During the inspection on 2/22/23, LPA investigated the incident that occurred on 2/1/23 involving S1 and R1. Facility self reported the incident where S1 slapped R1. S2 stated S2 witnessed S1 slap R1 on the head and/or neck area. S1 admitted the abuse to a facility supervisor. S1 was terminated the following day.

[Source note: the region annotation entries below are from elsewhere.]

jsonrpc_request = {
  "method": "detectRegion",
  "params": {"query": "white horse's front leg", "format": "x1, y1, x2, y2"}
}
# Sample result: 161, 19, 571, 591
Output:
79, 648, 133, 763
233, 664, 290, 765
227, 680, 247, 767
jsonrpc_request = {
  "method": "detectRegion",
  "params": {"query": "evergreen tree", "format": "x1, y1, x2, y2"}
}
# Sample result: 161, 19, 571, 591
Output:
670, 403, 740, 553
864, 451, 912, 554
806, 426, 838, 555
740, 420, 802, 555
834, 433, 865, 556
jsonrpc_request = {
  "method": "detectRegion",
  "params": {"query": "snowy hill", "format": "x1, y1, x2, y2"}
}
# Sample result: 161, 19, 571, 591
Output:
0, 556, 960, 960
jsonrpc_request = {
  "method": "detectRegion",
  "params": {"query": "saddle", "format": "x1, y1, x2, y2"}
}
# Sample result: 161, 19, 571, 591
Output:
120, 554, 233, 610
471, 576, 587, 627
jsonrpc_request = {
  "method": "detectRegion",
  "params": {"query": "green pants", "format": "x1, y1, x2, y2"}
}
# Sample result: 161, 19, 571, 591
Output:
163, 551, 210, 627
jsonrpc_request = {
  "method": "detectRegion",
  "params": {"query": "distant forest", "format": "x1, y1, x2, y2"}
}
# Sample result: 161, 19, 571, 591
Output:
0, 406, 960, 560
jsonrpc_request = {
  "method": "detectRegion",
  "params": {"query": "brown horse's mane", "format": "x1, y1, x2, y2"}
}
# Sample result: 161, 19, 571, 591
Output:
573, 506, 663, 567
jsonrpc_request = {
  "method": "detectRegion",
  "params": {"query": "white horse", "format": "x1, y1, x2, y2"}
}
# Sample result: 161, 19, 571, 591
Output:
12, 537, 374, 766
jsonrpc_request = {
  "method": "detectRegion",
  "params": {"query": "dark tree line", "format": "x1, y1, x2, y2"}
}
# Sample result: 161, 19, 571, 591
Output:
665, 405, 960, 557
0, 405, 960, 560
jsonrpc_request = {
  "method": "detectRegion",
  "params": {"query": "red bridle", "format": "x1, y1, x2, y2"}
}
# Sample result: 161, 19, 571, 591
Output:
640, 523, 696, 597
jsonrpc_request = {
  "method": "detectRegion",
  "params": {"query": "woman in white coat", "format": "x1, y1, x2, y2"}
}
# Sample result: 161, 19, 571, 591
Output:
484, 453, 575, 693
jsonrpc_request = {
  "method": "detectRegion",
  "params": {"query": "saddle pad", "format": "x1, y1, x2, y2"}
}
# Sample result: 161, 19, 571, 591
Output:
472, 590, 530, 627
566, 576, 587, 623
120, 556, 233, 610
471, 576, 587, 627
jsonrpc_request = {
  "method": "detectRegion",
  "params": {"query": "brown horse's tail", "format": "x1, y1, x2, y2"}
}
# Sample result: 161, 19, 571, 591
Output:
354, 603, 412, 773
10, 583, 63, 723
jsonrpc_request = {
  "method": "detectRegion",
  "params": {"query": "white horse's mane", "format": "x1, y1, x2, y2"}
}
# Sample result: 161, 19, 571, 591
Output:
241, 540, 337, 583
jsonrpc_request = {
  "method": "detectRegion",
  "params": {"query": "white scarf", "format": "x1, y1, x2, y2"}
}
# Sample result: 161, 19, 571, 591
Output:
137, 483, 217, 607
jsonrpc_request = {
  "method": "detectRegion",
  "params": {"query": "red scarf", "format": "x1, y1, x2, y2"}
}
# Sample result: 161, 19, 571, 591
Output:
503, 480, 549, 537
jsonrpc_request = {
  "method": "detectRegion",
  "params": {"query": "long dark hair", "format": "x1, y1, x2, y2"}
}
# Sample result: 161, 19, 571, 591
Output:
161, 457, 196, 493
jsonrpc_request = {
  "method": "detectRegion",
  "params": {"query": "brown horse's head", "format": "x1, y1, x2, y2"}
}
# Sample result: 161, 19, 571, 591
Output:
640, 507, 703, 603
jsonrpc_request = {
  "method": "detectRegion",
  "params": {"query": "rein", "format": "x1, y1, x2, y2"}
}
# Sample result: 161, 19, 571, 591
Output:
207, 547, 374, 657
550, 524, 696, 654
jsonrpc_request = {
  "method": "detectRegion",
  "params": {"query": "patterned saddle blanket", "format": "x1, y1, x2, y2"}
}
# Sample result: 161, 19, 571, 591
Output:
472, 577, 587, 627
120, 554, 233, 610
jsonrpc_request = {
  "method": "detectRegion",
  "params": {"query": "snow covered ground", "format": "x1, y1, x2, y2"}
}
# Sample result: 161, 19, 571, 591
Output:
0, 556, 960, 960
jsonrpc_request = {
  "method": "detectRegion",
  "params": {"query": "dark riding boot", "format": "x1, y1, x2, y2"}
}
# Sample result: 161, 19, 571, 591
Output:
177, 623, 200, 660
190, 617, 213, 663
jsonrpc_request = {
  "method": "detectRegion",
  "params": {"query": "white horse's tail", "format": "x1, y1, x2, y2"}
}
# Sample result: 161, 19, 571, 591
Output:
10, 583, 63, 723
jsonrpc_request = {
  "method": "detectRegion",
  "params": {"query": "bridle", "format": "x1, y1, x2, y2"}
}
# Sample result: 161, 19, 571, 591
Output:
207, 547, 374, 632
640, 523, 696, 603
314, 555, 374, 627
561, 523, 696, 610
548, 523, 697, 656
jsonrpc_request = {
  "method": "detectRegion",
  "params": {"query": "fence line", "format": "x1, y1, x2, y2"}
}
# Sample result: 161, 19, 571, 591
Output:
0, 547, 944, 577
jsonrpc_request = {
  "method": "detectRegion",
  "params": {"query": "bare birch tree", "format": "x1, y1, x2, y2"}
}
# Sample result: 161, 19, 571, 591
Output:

Facility made the report to CCL and local law enforcement the day following the incident. No charges were made against S1 by law enforcement. R1 did not receive any injuries.

A deficiency is being cited based on LPA interviews and record review conducted in accordance with the California Code of Regulations, Title 22, see LIC809D.

An exit interview was conducted and a Plan of Correction was reviewed and developed with the Assistant Administrator Sara Guidry. A copy of this report and appeal rights were given to Assistant Administrator, whose signature on this form confirms receipt of these documents.

SUPERVISOR'S NAME: Melinda HoffmannTELEPHONE: (559) -341-3274
LICENSING EVALUATOR NAME: Malia ThaoTELEPHONE: 559-470-9001
LICENSING EVALUATOR SIGNATURE:
DATE: 08/01/2023
I acknowledge receipt of this form and understand my licensing appeal rights as explained and received.
FACILITY REPRESENTATIVE SIGNATURE:
DATE: 08/01/2023
This report must be available at Child Care and Group Home facilities for public review for 3 years.

LIC809 (FAS) - (06/04)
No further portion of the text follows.